Thursday, 28 de November de 2024 ISSN 1519-7670 - Ano 24 - nº 1316

>>Varrendo a pobreza
>>O jornalismo robótico

Varrendo a pobreza

Os três mais destacados jornais brasileiros de circulação nacional abordam de maneiras diversas a questão das intervenções do poder público no caso de cidadãos em situação vulnerável.


Um dos pontos cruciais é, evidentemente, a necessidade de retirar moradores de áreas com risco de desabamento, como nas encostas do Rio de Janeiro e Niterói.


A Folha de S.Paulo registra o cuidado do prefeito do Rio, Eduardo Paes, em consultar juizes e promotores para mostrar a necessidade de retirar pessoas de suas casas, para evitar que interpretações “tecnicistas” da Justiça venham a interromper o trabalho da prefeitura.


O Globo preferiu destacar a decisão das autoridades fluminenses de construir dez mil casas para os moradores de favelas sob risco.


O Estadão avança em relação aos concorrentes, adiantando que o presidente do Tribunal de Justiça do Estado do Rio não vai obstruir as ações da prefeitura, e que poderá aceitar as demolições de casas mesmo sem laudo técnico, apenas com a opinião de peritos emitida em caso de urgência.


É nesse ponto que a imprensa pode fazer diferença na análise dos acontecimentos.


O que está em jogo, além da segurança de quem vive em situação vulnerável, é o direito fundamental da inviolabilidade da moradia.


Além disso, discute-se o limite da ação do Estado diante das escolhas pessoais do cidadão.


A sociedade merece saber como as coisas são feitas. 


Também no Estadão, chama atenção reportagem sobre a decisão do prefeito de São Paulo, Gilberto Kassab, que decidiu afastar agentes de proteção social do trato com moradores de rua e colocar a polícia para lidar com a questão.


Segundo o jornal, desde o dia 1o. de abril a Guarda Civil Metropolitana está encarregada de retirar pessoas que dormem nas calçadas do centro da cidade.


Desde então, tem aumentado o número de denúncias de violência contra os sem-teto.


As ocorrências de agressões, roubo de documentos e uso de meios violentos como spray de gás pimenta e bombas de efeito moral se acumulam, segundo o jornal.


Tudo indica que está em andamento um processo de criminalização da pobreza e de higienização social.

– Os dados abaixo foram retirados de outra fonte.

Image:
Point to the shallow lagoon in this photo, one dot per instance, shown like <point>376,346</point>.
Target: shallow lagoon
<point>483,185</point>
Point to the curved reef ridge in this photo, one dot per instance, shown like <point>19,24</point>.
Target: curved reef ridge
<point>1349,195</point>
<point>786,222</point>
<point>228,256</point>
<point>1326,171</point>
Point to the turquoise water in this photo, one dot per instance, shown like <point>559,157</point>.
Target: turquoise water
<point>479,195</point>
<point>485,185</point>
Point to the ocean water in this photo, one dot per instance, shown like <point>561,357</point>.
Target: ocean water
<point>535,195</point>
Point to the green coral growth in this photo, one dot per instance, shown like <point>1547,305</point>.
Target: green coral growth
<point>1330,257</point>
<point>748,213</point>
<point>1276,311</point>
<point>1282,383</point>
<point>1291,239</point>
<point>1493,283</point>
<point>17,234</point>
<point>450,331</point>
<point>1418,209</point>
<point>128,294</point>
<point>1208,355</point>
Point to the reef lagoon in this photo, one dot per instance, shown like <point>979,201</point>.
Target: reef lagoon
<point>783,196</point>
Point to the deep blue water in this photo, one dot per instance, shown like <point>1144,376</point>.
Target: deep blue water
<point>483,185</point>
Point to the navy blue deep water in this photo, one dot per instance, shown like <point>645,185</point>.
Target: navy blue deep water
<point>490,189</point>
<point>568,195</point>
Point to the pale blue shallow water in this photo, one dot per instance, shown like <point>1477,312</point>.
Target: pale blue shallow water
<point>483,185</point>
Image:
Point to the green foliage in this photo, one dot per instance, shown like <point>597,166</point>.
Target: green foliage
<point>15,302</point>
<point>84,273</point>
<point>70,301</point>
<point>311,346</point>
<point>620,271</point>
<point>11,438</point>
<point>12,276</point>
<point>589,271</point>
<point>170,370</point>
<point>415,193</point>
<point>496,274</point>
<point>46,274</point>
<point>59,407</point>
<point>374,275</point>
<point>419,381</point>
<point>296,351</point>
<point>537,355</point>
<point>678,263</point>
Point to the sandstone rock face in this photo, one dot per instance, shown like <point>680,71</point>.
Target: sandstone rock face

Menos mal que pelo menos um jornal esteja de olhos abertos.
 
O jornalismo robótico

Luiz Egypto, editor do Observatório da Imprensa:

– Muita coisa mudou no jornalismo desde a popularização da internet e da banalização das mídias digitais. E como historicamente toda grande transformação traz em si uma crise, com o jornalismo não tem sido diferente, sobretudo na mídia impressa. A desestruturação de um modelo de negócios secular desarvorou a indústria jornalística, que tem feito das tripas coração para reencontrar o caminho da sustentabilidade.


É preciso admitir que já houve avanços, algumas soluções – embora pontuais – mostraram-se bem sucedidas, mas ainda há um mundo inteiro a ser construído. E para incômodo dos estrategistas dos jornais, a tecnologia não lhes dá sossego, muito menos refresco. Veja, por exemplo, no que andam trabalhando os pesquisadores do Laboratório de Informação Inteligente da Universidade Northwestern, no estado americano de Illinois.


Eles estão desenvolvendo dois softwares capazes de articular relatos, digamos, jornalísticos a partir de um fluxo de dados externos.


Um dos programas, o StatsMonkey, trabalha com informações sobre jogos de beisebol e de basquete para montar textos com cara de notícia a respeito das partidas. O outro, News @ Seven, é mais sofisticado porque pretende compilar as informações brutas que recebe sobre determinado assunto com os dados que pode encontrar na internet sobre o tema. A partir daí, não apenas tenta construir um relato jornalístico como também indica alternativas para a edição final do material.


Tudo isso pode não passar de um delirante exercício acadêmico, mas é impossível não comparar o que a máquina pode fazer com os exemplos gritantes de jornalismo pasteurizado que pululam por aí. Lemos matérias que parecem mesmo ter sido escritas por um robô. Nada mais urgente, portanto, que investir no jornalismo de verdade antes que haja o risco de o público se acostumar com o pastiche.